Given the added pressure applied by the flat salary cap, restricted free agent negotiations will take on even greater importance this off-season. That process is set to begin in just over four weeks, as TSN’s Pierre LeBrun reports that the deadline for teams to submit qualifying offers to their restricted free agents has been set for 4pm CT on Wednesday, October 7.
In order for any team to retain their rights to a restricted free agent, the team must submit a qualifying offer. This value is based on the RFA’s expiring contract; a base salary greater than or equal to $1MM is only owed a matching offer, while a base salary less than $1MM is owed a qualifying offer of 105% of the base (a base salary less than $660K is owed 110%). New this year is also a rule pertaining to those contracts signed after July 10 for the purpose of burning an entry-level contract. Those players may receive a qualifying offer up to 120% of their base salary. A qualifying offer must also be a one-way contract if the player has played in at least 171 NHL games over the past three seasons combined and at least 51 NHL games in 2019-20, and did not clear waivers this season.
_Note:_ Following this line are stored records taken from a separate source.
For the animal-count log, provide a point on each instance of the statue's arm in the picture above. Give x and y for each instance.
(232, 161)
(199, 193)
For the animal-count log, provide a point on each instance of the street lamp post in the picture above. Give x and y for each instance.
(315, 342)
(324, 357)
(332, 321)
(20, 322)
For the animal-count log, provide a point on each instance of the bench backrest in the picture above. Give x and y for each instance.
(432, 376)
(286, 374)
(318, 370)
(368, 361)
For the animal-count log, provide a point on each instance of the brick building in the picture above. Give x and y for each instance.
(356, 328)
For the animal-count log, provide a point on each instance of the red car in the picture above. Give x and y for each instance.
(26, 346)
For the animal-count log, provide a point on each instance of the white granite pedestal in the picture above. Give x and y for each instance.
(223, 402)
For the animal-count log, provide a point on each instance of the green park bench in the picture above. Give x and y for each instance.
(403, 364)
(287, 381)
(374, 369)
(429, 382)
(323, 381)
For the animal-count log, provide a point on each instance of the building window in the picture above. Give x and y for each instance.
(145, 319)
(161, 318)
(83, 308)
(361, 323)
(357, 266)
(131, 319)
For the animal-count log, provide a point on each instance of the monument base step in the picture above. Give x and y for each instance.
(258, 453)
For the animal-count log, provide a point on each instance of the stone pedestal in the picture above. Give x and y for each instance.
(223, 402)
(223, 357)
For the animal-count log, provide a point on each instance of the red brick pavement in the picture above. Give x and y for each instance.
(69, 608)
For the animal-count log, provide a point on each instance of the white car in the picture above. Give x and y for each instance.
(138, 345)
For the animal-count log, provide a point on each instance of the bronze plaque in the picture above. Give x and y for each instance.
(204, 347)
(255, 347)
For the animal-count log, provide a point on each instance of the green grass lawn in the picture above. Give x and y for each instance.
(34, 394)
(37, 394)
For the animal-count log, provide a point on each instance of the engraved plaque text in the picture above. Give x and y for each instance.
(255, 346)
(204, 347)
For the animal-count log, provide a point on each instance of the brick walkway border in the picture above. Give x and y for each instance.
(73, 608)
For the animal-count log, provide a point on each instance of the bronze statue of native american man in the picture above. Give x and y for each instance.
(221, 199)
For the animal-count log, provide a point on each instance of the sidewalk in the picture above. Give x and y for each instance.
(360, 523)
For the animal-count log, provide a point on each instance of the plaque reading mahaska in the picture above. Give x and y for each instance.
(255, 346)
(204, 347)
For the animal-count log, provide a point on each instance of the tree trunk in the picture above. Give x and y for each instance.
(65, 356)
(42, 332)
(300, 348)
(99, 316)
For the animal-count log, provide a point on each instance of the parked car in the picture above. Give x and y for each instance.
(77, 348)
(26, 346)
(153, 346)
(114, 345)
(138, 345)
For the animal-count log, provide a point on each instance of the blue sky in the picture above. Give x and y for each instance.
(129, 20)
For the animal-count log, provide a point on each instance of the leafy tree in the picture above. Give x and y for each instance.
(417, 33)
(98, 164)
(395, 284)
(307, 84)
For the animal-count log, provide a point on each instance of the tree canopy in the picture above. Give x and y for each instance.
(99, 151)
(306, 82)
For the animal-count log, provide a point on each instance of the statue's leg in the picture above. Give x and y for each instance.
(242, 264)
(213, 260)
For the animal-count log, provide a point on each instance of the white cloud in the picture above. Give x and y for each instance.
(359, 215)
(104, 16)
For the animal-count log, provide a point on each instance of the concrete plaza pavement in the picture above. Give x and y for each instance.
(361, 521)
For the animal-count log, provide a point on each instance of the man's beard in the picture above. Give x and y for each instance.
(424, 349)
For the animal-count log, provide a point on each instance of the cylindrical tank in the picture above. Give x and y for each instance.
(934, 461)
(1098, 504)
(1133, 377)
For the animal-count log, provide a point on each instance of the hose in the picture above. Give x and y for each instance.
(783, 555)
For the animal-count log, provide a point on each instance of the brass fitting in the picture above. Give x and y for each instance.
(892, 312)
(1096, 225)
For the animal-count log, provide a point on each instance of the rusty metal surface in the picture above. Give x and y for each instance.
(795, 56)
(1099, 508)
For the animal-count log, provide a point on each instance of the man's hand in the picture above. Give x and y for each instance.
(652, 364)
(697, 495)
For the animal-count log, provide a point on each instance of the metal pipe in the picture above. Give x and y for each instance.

Those RFA’s who do receive qualifying offers are then able to sign those offers when the new league year begins at 11am CT on Friday, October 9. Those offers expire on Sunday, October 18 at 4pm CT. Even if a player does not sign their QO, the issuing team maintains the player’s rights simply by making the offer. A restricted free agent can only be signed to a new team by way of an offer sheet.
As for those RFA’s who do not receive qualifying offers, they become unrestricted free agents and join the open market on October 9. Given the cap crunch that many teams are facing, this has a chance to be an unprecedented year when it comes to the RFA market. Teams will have to seriously think about the opportunity cost of extending or in some cases increasing the salaries of some of their current young players. It will be interesting to see what happens when the deadline approaches on October 7.
Al Hirschen
Flat cap, there should be a lot of Salary dumps
dave frost nhlpa
I still think they should have 2 unpenalized buyouts per club this offseason as the cap is flattened and any past salaries for recapture or previous buyouts should be paid but not count against the cap. Past salaries are paid and future commitments are met.
Said it for decades,each side put each other in the cap jail and gave the other the key.
jdgoat
I don’t think it really matters, teams just don’t have the money to pay. There’s only a couple of teams that will even be able to afford to be a cap team this year, so I doubt many teams were going to pay players not to be on their team.
DarkSide830
i still dont get why the cap is flat when it seems to hurt more teams then it helps.
pawtucket
I agree with Dave. At least a buyout to help those cash-strapped teams, as well as relief from what was promised a steady increase in cap space. With owners creating internal salary caps, it’s going to be rather brutal to be a UFA like Hall or Petrelangelo when you are about to get your one major UFA contract and instead there are 5 teams offering you lower than you expected, and all 5 are non-playoff teams like the Sens, Sabres, Wings, and Devils (all except Colorado!)
MacJablonski--NotVegasLegend
During The Pause, compliance buyouts get discussed, then seem to gain momentum, until it is disclosed that “the owners don’t have the appetite for it.” It was as though it wasn’t properly explained to them, or they determined that is more advantageous, tax-wise, to pay out the contracts the hard way. It would definitely make for a more entertaining off-season of musical chairs with the UFAs if the “get-out-of-hell-free” buyouts were allowed.